In other words, our method allows for the calibration error of the final model to be measured, and has little impact on the mean-squared error.
\begin{restatable}[MSE Bound]{proposition}{mseFiniteBinning}
\label{prop:mse-finite-binning}
If $\mathcal{B}$ is a 2-well-balanced binning scheme of size $B$ and $B = \widetilde{\Omega}(n)$, where $\widetilde{\Omega}$ hides $\log$ factors, then $\mse(\hat{g}_{\mathcal{B}}) \leq \mse(g) + O(\frac{1}{B})$.
\end{restatable}
To show this we begin with a lemma showing that if $f$ and $g$ are close in $\ell_1$ norm, then their mean-squared errors are close:
\begin{lemma}
\label{lem:mse-l1}
For $f, g : [0, 1] \to [0, 1]$, $\mse(f) \leq \mse(g) + 2||f - g||_1$.
\end{lemma}
\begin{proof}
\begin{align*}
\expect[(f(Z) - Y)^2 - (g(Z) - Y)^2] &= \expect[(f(Z) - g(Z))(f(Z) + g(Z) - 2Y)] \\
&\leq \expect[|f(Z) - g(Z)||f(Z) + g(Z) - 2Y|] \\
&\leq \expect[2|f(Z) - g(Z)|] \\
& =2||f-g||_1
\end{align*}
Where the third line followed because $-2 \leq f(Z) + g(Z) - 2Y \leq 2$.
\end{proof}
Next, we show that in the limit of infinite data, if we bin with a well-balanced binning scheme then the MSE cannot increase by much.
\begin{lemma}
\label{thm:bin-sharpness}
Let $\mathcal{B}$ be an $\alpha$-well-balanced binning scheme of size $B$. Then $\mse(g_{\mathcal{B}}) \leq \mse(g) + \frac{2\alpha}{B}$.
\end{lemma}
\begin{proof}
We bound $||g_{\mathcal{B}} - g||_1$ and then use Lemma~\ref{lem:mse-l1}. We use the law of total expectation, conditioning on $\beta(g(Z))$, the bin that $g(Z)$ falls into.
\begin{align*}
||g_{\mathcal{B}} - g||_1 &= \mathbb{E}[|g_{\mathcal{B}}(Z) - g(Z)|] \\
&\leq \mathop{\mathbb{E}}_{\beta(g(Z))} \Big[ \mathop{\mathbb{E}}_{Z | \beta(g(Z))} [ |g_{\mathcal{B}}(Z) - g(Z)| ]\Big]\\
&\leq \mathop{\mathbb{E}}_{\beta(g(Z))} \Big[ b_{\beta(g(Z))} - b_{\beta(g(Z))-1}\Big]
\end{align*}
We now use the fact that $\mathcal{B}$ is $\alpha$-well-balanced.
\begin{align*}
\mathop{\mathbb{E}}_{\beta(g(Z))} \Big[ (b_{\beta(g(Z))} - b_{\beta(g(Z))-1})\Big] &= \sum_{i=1}^B \prob\big(g(Z) \in [b_{\beta(g(Z))-1}, b_{\beta(g(Z))}]\big) (b_{\beta(g(Z))} - b_{\beta(g(Z))-1}) \\
&\leq \sum_{i=1}^B \frac{\alpha}{B} (b_{\beta(g(Z))} - b_{\beta(g(Z))-1}) \\
&\leq \frac{\alpha}{B}
\end{align*}
Finally, from Lemma~\ref{lem:mse-l1}, we get that $\mse(g_{\mathcal{B}}) \leq \mse(g) + \frac{2\alpha}{B}$.
\end{proof}
The above lemma bounds the increase in MSE due to binning in the infinite sample case -- next we deal with the finite sample case and prove proposition~\ref{prop:mse-finite-binning}:
\begin{proof}[Proof of Proposition~\ref{prop:mse-finite-binning}:]
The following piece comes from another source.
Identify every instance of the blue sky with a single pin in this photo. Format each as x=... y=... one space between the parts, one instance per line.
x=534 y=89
Ignoring all $\log$ factors, from Theorem~\ref{thm:empirical-binning} if $n = \widetilde{\Omega}(B)$, we have $||\hat{g}_{\mathcal{B}} - g_{\mathcal{B}}||_1 = O(\frac{1}{\sqrt{nB}})$. Then from Lemma~\ref{lem:mse-l1}, $\mse(\hat{g}_{\mathcal{B}}) \leq \mse(g_{\mathcal{B}}) + O(\frac{1}{\sqrt{Bn}}) \leq \mse(g_{\mathcal{B}}) + O(\frac{1}{B})$. From Theorem~\ref{thm:bin-sharpness}, since $\mathcal{B}$ is 2-well-balanced, we have $\mse(g_{\mathcal{B}}) \leq \mse(g) + O(\frac{1}{B})$. This gives us $\mse(\hat{g}_{\mathcal{B}}) \leq \mse(g) + O(\frac{1}{B})$.
\end{proof}
\subsection{Alternative binning schemes}
\label{sec:alt_binning_schemes}
We note that there are alternative binning schemes in the literature.
For example, the $B$ bins can be chosen as $I_1 = [0, \frac{1}{B}], I_2 = (\frac{1}{B}, \frac{2}{B}], \dots, I_B = (\frac{B-1}{B}, 1]$.
The main problem with this binning scheme is that we may not be able to measure the calibration error efficiently, which is critical.
However, if we choose the bins like this, and are lucky that the binning scheme happens to be 2-well-balanced, we can improve the bounds on the MSE that we proved above.
This motivates alternative hybrid binning schemes, where we try to keep the width of the bins as close to $1/B$ as possible, while ensuring that each bin contains lots of points as well.
We think analyzing what binning schemes lead to the best bounds, and seeing if this can improve the calibration method, is a good direction for future research.